Colombie: le droit à la vie, enjeu de l'élection présidentielle du 26 mai

Affiche électorale
du favori, Alvaro Uribe
BOGOTA, jeudi 23 mai 2002 (LatinReporters.com) - Le droit à la vie, à ne pas être massacré pour ses idées, séquestré contre rançon ou extorqué et ruiné sous la menace est l'enjeu réel de l'élection présidentielle colombienne du 26 mai. Malgré la violence de la guérilla et de paramilitaires, 24 millions de Colombiens, sur une population totale de 42 millions d'habitants, sont appelés aux urnes afin d'élire pour quatre ans le chef de l'Etat.

Dans l'espoir de mettre fin à plus de 30 ans d'une guerre civile larvée qui a fait quelque 200.000 morts et 2 millions de déplacés, les Colombiens avaient élu en 1998 le conservateur Andres Pastrana, qui proposait de négocier la paix avec la guérilla d'extrême gauche. L'échec dramatique de cette politique pourrait propulser à la présidence dès le premier tour, dimanche, l'indépendant Alvaro Uribe, favori grâce à son discours ferme à l'égard des insurgés. Ses adversaires le disent lié aux paramilitaires.

Dans une Colombie qui compte plus de 60% de pauvres et dont une tranche favorisée de 20 % de la population contrôle 62% du revenu national, le débat porte moins, ces dernières années, sur l'existence d'une rébellion que sur la façon dont elle est menée et combattue. Guérilleros, troupes régulières et paramilitaires sont évalués quotidiennement par une opinion publique nationale et internationale désormais sensibilisée aux droits de l'homme. A cette mondialisation de l'humanitaire s'ajoute, depuis les attentats du 11 septembre 2001 contre les Etats-Unis, la mobilisation planétaire contre le terrorisme.

Ces nouveaux paramètres ont pris à contre-pied les paramilitaires des AUC (Autodéfenses unies de Colombie, extrême droite) et les deux guérillas d'extrême gauche qu'ils combattent, FARC (Forces armées de libération nationale, marxistes) et ELN (Armée de libération nationale, pro-cubaine).

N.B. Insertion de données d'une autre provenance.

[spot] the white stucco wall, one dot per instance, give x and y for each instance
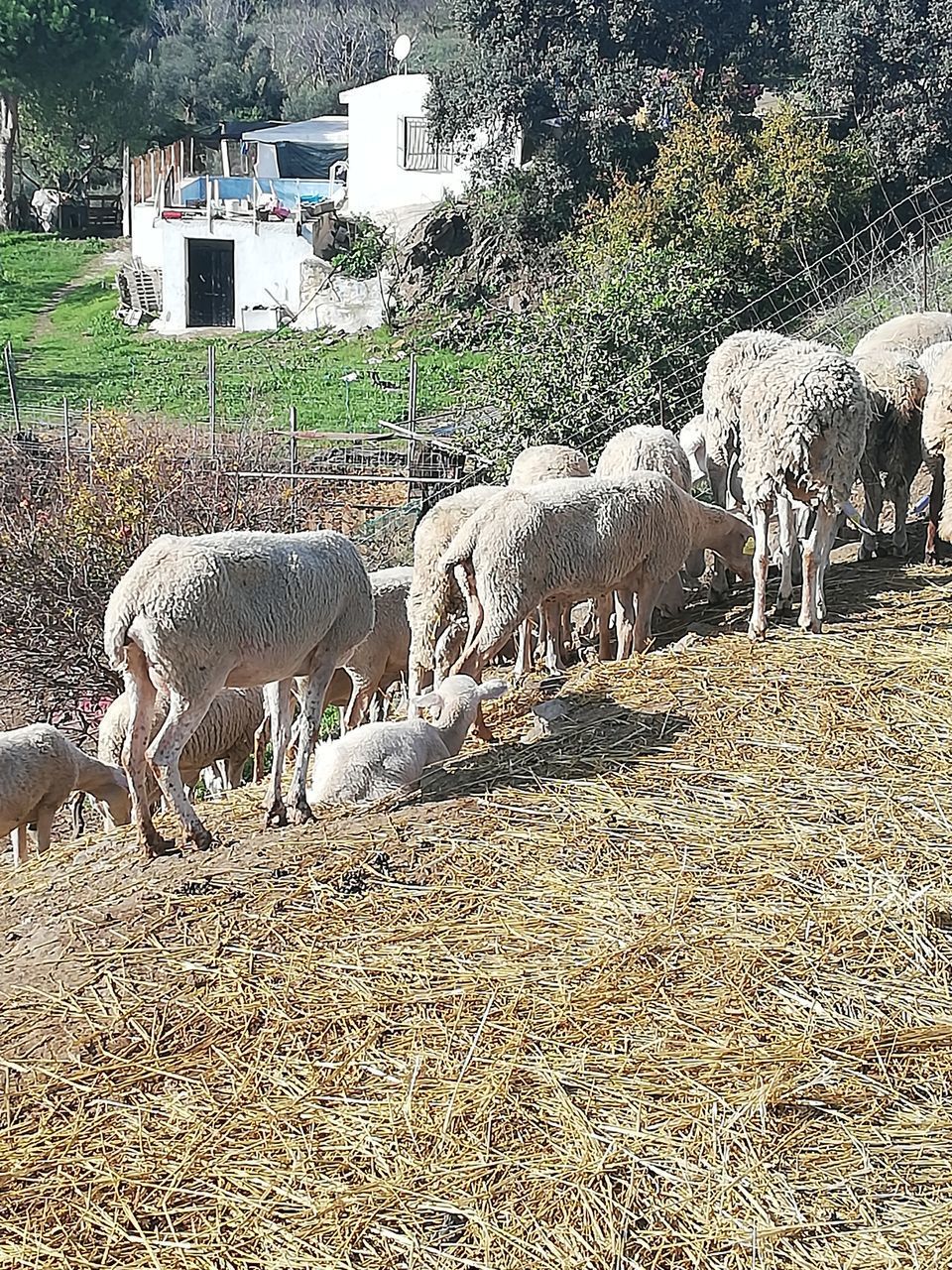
(268, 258)
(377, 186)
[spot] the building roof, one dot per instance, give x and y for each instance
(329, 130)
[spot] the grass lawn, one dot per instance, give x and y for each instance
(79, 350)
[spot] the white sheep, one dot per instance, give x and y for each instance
(803, 420)
(241, 608)
(571, 539)
(433, 603)
(39, 771)
(649, 447)
(384, 656)
(226, 735)
(380, 760)
(534, 465)
(893, 447)
(907, 333)
(937, 447)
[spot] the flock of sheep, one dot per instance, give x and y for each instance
(218, 635)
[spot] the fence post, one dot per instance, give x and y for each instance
(212, 398)
(412, 402)
(89, 437)
(293, 463)
(924, 296)
(12, 382)
(67, 456)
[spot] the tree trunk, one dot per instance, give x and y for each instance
(9, 127)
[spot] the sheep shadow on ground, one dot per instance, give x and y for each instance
(597, 737)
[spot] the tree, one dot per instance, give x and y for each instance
(589, 64)
(49, 49)
(888, 66)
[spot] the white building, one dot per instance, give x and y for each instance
(243, 252)
(397, 173)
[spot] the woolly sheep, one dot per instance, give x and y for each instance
(803, 420)
(39, 770)
(907, 333)
(571, 539)
(896, 385)
(238, 608)
(649, 447)
(380, 760)
(433, 601)
(534, 465)
(226, 733)
(937, 444)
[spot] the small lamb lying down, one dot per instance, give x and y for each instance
(379, 760)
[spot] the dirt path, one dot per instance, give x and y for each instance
(96, 267)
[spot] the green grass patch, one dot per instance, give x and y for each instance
(85, 354)
(33, 267)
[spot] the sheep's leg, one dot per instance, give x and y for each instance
(21, 846)
(359, 701)
(166, 754)
(816, 553)
(761, 520)
(900, 527)
(141, 694)
(604, 635)
(322, 667)
(936, 499)
(787, 543)
(625, 621)
(277, 699)
(524, 657)
(873, 490)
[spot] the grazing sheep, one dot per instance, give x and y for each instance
(380, 760)
(384, 656)
(909, 334)
(433, 601)
(39, 770)
(649, 447)
(571, 539)
(803, 420)
(534, 465)
(893, 447)
(547, 462)
(929, 359)
(225, 735)
(937, 444)
(194, 615)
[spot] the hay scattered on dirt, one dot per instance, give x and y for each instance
(670, 989)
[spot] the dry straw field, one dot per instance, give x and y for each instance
(667, 991)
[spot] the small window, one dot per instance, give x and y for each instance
(416, 148)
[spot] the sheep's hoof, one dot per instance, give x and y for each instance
(276, 817)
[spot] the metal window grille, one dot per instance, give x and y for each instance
(416, 150)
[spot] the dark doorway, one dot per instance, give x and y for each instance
(211, 284)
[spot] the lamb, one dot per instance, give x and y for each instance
(431, 602)
(803, 421)
(231, 610)
(907, 333)
(937, 445)
(896, 385)
(645, 447)
(225, 735)
(39, 770)
(380, 760)
(534, 465)
(571, 539)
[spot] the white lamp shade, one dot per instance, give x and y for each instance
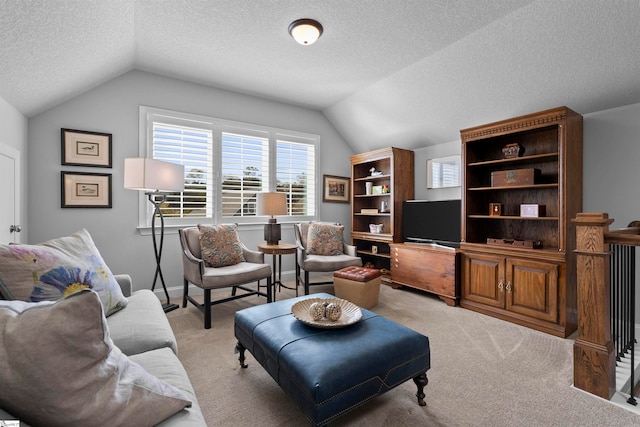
(153, 175)
(272, 204)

Guérilla et paramilitaires
ont vicié la campagne électorale

Paramilitaires et guérilla ont exercé des pressions sur les citoyens dans quelque 500 des 1098 municipalités de Colombie en vue de l'élection présidentielle du 26 mai a dénoncé l'argentin Santiago Murray, chef de la mission de 50 observateurs de l'OEA (Organisation des Etats américains).

Selon Santiago Murray, en de nombreux endroits la guérilla marxiste des FARC a "conseillé" de ne pas voter pour Alvaro Uribe, sans exiger un vote en faveur d'un autre candidat.

Quant aux paramilitaires des AUC, s'exprimant en faveur d'Alvaro Uribe, ils ont invité les électeurs à ne pas choisir le candidat libéral Horacio Serpa. Alvaro Uribe a condamné à plusieurs reprises ces pressions qu'il affirme ne pas avoir sollicitées.

Des observateurs colombiens notent que si ni paramilitaires ni guérilleros ne peuvent violer le secret du vote, par contre ils risquent d'exercer des représailles collectives contre des municipalités qui auraient plébiscité "le mauvais candidat".

Santiago Murray s'est toutefois déclaré opposé à une suspension de l'élection, car "ce serait faire une concession à l'ennemi commun qu'est le terrorisme".

Par ailleurs, la mission de l'OEA a réclamé la libération de la candidate écologiste Ingrid Betancourt, séquestrée par la guérilla des FARC depuis le 23 février.

Lors de rencontres avec des représentants de l'organisation humanitaire Human Rights Watch, en mai et juin 2000, plusieurs commandants des FARC estimaient n'être pas concernés par les normes du droit humanitaire international, car ils ne les avaient pas approuvées expressément et qu'en outre ces normes, non appropriées selon eux au contexte colombien,  représenteraient "des intérêts élitistes".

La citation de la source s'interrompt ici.